Lovely set of slides Programming
the Virtual Infrastructure,, by Paul Anderson of Edinburgh
Uni. This was his keynote at LISA last year
The key premise is that when the first computers were built,
they were wired up and programmed at the machine code level; HLLs
were written so that others could work with them, and to improve
productivity, later portability.
Paul then argues that system configuration should take the same
path, as with a highly virtualised infrastructure, you are now
telling the infrastructure what to create and where. Instead of
going MiniMRCluster mrCluster=new MiniMRCluster(), as
you do in Hadoop to create an in-process cluster for testing, you
can go
Cluster cluster=new Cluster();
cluster.add(new NameNode);
cluster.add(new DataNode);
cluster.add(new DataNode);
cluster.add(new DataNode);
cluster.start();
And then you are off with four virtualised hosts forming a small
distributed filesystem.
The next issue becomes: what is the language to use. Paul (and
we) are clearly in the declarative world; Sun's Project Caroline
more procedural. One is good for monitoring, the other easier for
classic-imperative-programmers to pick up. Where Paul does go it a
bit further is that he argues that everything deployed in the
infrastructure is in fact an agent, and that instead of
describing its state, you have to consider describing/modelling its
behaviour. That's a fairly interesting way to look at things.

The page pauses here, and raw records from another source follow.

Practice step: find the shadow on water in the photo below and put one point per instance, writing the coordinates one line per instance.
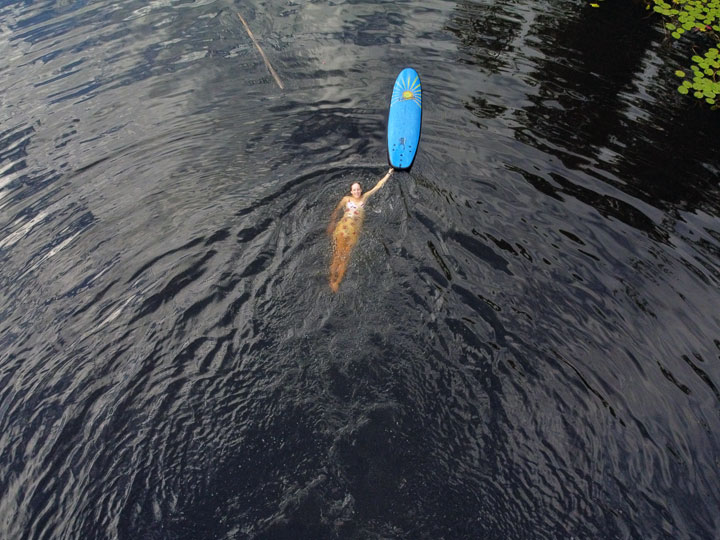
(525, 343)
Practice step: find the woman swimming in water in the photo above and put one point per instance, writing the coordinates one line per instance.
(345, 233)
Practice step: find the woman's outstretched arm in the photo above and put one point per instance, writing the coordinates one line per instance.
(333, 217)
(380, 184)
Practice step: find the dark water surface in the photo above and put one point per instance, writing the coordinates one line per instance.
(526, 344)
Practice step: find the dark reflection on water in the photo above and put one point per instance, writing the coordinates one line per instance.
(526, 344)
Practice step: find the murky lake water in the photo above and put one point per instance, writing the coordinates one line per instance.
(526, 344)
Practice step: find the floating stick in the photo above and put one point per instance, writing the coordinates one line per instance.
(257, 45)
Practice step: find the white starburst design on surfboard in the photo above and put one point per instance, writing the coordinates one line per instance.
(407, 90)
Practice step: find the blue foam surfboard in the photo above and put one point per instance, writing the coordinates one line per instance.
(404, 119)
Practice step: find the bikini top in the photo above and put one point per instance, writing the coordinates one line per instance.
(354, 208)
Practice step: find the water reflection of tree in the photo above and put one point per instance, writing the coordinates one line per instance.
(485, 32)
(591, 110)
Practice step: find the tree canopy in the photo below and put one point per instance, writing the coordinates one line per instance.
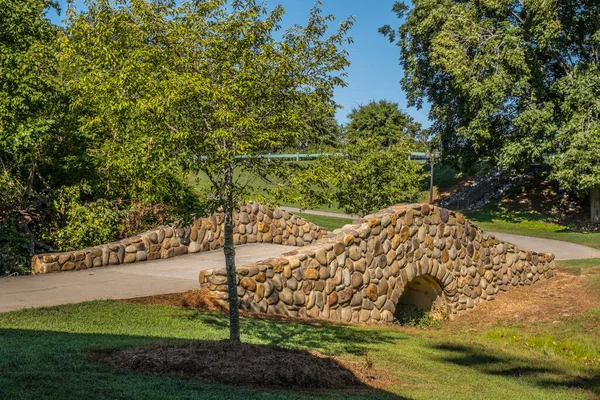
(208, 86)
(371, 175)
(384, 121)
(509, 82)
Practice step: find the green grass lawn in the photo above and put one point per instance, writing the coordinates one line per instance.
(529, 223)
(259, 187)
(329, 223)
(44, 354)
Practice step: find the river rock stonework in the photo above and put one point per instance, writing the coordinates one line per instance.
(253, 223)
(370, 270)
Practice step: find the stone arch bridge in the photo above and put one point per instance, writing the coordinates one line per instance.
(402, 259)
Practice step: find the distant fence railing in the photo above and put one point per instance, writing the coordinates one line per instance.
(414, 156)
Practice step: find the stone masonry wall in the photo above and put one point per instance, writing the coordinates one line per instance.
(253, 223)
(359, 272)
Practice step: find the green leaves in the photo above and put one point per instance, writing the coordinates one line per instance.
(384, 122)
(501, 76)
(371, 176)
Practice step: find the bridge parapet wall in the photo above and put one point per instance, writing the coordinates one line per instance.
(359, 273)
(253, 223)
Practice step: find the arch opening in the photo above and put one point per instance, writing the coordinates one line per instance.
(422, 298)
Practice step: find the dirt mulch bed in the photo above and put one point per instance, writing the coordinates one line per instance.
(244, 364)
(565, 295)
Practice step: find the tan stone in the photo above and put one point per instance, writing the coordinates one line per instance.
(248, 284)
(311, 273)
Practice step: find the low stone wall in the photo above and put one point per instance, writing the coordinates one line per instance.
(408, 255)
(253, 223)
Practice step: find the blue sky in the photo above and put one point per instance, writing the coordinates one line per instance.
(374, 73)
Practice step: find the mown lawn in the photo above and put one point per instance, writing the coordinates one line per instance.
(329, 223)
(529, 223)
(44, 354)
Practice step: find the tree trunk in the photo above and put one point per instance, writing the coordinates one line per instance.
(595, 204)
(229, 250)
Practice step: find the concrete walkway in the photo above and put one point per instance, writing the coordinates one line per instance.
(123, 281)
(562, 250)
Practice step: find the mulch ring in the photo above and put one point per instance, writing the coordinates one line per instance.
(244, 364)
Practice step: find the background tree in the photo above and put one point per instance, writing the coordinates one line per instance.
(30, 114)
(509, 82)
(372, 176)
(204, 83)
(384, 121)
(323, 133)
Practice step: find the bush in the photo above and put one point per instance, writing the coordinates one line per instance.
(86, 223)
(372, 177)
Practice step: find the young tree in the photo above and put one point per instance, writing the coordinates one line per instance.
(511, 82)
(384, 121)
(211, 84)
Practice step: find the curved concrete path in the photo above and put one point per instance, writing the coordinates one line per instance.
(123, 281)
(562, 250)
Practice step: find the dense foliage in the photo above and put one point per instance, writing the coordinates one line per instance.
(199, 87)
(509, 82)
(68, 180)
(385, 122)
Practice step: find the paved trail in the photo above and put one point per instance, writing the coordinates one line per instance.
(123, 281)
(181, 273)
(562, 250)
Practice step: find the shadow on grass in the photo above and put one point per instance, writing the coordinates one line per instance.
(56, 365)
(518, 368)
(319, 335)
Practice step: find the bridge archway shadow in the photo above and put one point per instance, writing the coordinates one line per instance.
(423, 296)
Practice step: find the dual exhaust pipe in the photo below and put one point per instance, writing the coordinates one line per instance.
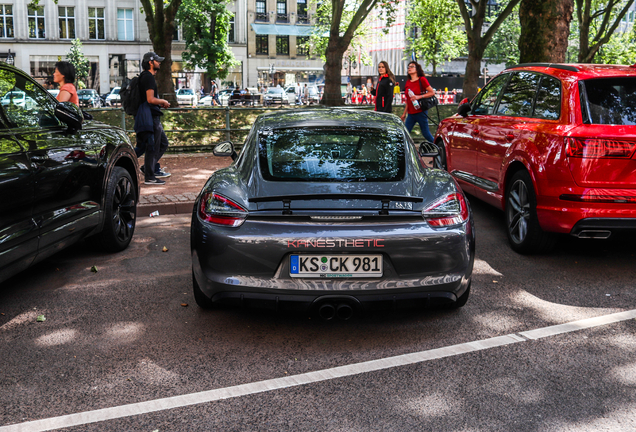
(328, 311)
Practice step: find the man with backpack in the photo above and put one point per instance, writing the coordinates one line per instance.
(156, 142)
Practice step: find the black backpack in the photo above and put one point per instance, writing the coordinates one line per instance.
(130, 95)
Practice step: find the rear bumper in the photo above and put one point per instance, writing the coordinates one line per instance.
(561, 216)
(251, 267)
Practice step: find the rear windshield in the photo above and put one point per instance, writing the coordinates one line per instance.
(332, 154)
(608, 101)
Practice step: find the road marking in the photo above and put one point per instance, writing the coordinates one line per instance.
(122, 411)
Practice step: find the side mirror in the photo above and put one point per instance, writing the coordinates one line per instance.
(225, 149)
(464, 109)
(428, 149)
(69, 114)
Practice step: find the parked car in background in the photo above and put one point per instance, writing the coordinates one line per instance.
(331, 210)
(113, 97)
(275, 95)
(63, 178)
(553, 146)
(89, 98)
(186, 97)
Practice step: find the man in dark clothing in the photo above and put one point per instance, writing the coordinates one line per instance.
(156, 142)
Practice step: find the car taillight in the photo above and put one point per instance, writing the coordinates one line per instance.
(598, 148)
(220, 210)
(447, 211)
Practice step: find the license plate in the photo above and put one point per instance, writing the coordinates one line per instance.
(335, 266)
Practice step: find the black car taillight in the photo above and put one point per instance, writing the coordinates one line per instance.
(220, 210)
(447, 211)
(598, 148)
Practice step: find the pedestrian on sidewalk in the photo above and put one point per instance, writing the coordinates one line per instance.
(156, 142)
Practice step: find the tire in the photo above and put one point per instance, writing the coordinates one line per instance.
(522, 224)
(120, 211)
(202, 300)
(461, 300)
(439, 162)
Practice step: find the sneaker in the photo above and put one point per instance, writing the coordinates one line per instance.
(156, 182)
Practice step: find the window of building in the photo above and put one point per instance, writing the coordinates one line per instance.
(6, 21)
(67, 22)
(36, 22)
(302, 45)
(261, 12)
(96, 23)
(282, 45)
(281, 7)
(230, 32)
(125, 24)
(301, 6)
(261, 44)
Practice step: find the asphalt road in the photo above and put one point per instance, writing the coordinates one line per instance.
(122, 336)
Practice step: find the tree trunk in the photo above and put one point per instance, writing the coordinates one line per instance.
(473, 70)
(333, 68)
(545, 27)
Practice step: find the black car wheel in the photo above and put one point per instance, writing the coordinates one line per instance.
(120, 210)
(439, 161)
(523, 229)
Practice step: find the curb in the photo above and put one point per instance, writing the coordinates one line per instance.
(144, 210)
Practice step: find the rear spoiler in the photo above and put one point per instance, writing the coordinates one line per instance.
(386, 199)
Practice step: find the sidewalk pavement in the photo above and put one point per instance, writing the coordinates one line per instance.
(189, 174)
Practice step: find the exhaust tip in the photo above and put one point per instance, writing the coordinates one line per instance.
(595, 234)
(344, 311)
(327, 311)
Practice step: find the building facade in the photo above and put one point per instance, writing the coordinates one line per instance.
(277, 30)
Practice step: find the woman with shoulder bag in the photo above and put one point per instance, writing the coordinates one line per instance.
(421, 89)
(384, 91)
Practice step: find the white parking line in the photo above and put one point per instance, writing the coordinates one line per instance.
(308, 378)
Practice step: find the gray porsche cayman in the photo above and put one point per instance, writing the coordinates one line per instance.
(330, 209)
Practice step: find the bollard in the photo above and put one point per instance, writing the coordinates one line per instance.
(227, 123)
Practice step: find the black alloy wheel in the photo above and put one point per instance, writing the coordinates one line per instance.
(522, 224)
(120, 211)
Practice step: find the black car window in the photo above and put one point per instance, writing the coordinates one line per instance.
(8, 146)
(332, 154)
(609, 100)
(24, 104)
(548, 104)
(518, 97)
(487, 98)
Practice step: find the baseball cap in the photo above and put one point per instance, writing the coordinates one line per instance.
(150, 56)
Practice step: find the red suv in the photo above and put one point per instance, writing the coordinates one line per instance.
(553, 145)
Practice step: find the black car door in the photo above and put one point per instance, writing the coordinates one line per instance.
(18, 231)
(65, 166)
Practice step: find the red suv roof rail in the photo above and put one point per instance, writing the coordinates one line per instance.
(552, 65)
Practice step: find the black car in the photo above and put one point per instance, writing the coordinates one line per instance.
(61, 178)
(89, 98)
(331, 209)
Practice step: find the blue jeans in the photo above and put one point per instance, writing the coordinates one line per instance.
(420, 118)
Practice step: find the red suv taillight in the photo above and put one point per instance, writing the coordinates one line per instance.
(447, 211)
(598, 148)
(220, 210)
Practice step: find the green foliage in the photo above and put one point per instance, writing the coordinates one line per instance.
(205, 27)
(435, 29)
(76, 57)
(504, 47)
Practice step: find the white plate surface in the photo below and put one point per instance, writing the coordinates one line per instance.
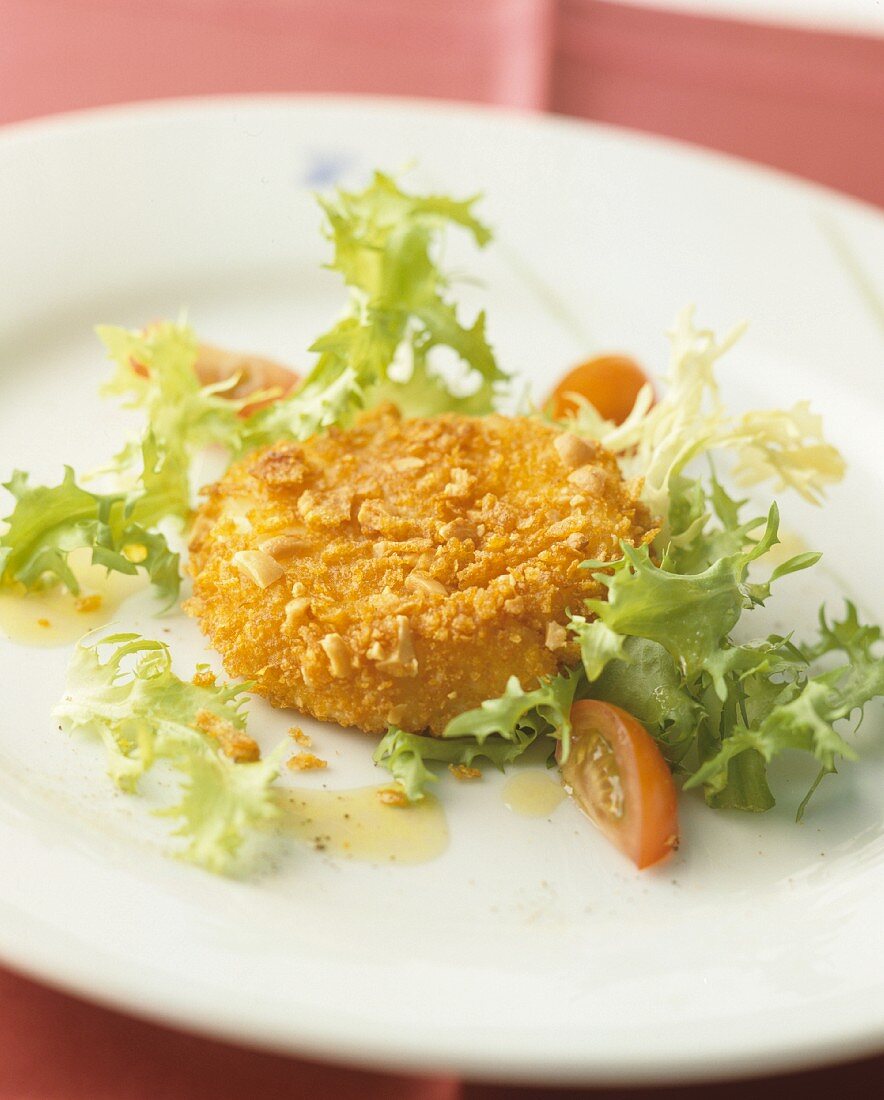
(529, 949)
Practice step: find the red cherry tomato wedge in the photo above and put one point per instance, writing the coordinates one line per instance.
(611, 383)
(618, 777)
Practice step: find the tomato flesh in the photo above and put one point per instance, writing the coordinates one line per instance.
(617, 774)
(610, 383)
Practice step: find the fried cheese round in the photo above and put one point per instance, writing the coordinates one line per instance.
(400, 571)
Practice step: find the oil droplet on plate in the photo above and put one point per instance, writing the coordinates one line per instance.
(56, 617)
(533, 793)
(357, 825)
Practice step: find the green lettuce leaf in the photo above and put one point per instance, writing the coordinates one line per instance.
(405, 755)
(155, 371)
(143, 713)
(689, 615)
(386, 243)
(47, 523)
(804, 714)
(499, 730)
(659, 440)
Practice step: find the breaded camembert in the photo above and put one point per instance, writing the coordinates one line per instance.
(399, 571)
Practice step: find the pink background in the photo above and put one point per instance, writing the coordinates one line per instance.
(807, 101)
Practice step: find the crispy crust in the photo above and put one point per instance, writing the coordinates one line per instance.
(423, 562)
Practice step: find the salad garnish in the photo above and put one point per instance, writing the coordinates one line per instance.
(144, 714)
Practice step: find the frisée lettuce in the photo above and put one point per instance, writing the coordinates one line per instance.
(144, 714)
(48, 521)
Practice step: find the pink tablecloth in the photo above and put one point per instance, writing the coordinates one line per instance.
(808, 101)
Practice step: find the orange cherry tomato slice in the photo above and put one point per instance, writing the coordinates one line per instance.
(611, 383)
(617, 774)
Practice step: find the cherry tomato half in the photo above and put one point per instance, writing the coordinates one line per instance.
(618, 777)
(611, 383)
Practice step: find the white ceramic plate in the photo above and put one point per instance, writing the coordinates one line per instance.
(529, 949)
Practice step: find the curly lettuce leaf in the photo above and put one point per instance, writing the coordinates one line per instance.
(386, 243)
(658, 441)
(406, 755)
(688, 614)
(808, 707)
(499, 730)
(155, 370)
(47, 523)
(643, 679)
(143, 713)
(662, 648)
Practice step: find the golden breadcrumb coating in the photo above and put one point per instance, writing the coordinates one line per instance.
(399, 571)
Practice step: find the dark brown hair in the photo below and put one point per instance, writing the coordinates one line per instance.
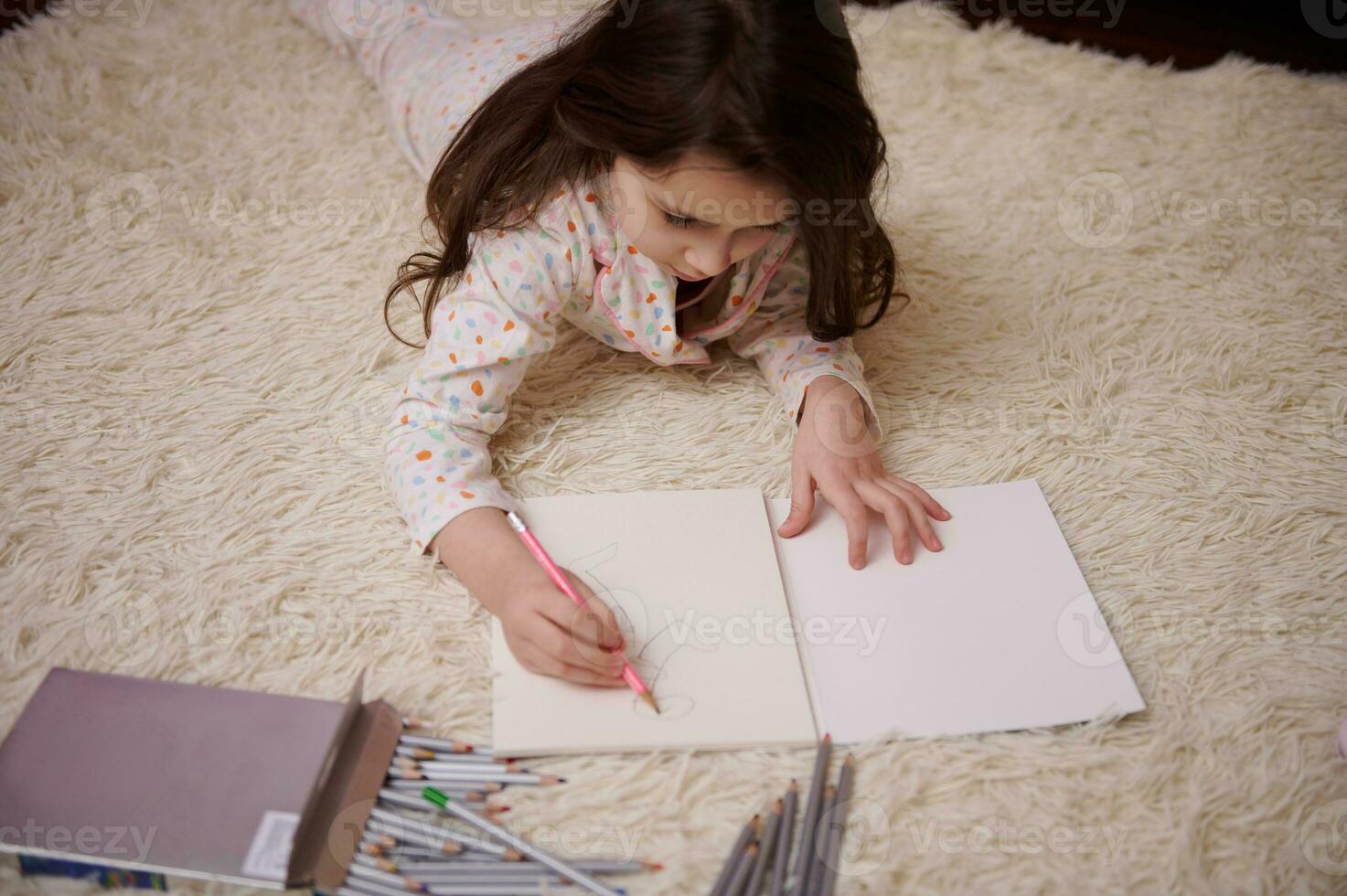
(771, 88)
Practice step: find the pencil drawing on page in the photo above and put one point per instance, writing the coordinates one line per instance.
(657, 656)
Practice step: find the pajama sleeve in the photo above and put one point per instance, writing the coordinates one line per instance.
(776, 336)
(484, 333)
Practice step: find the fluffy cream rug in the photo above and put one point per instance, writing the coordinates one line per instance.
(1128, 282)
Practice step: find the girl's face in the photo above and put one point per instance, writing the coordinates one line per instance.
(695, 219)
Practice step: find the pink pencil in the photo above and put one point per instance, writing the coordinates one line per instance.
(564, 583)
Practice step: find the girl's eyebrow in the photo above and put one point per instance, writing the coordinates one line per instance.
(680, 215)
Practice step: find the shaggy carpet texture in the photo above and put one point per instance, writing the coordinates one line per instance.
(1128, 283)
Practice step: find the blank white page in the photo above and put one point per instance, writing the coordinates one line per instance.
(996, 632)
(692, 577)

Having dabbled in Agent stuff two decades ago (!), what I remember
from those days is that agents have beliefs that have to be viewed
relative to that agent and the time they held them. There are no
facts, only beliefs. That is probably a more accurate view of the
world, (my laptop thinks it needs a proxy, that belief was valid at
work, but not now it is at home), but it also complicates a lot.
Question is, is it a necessary step?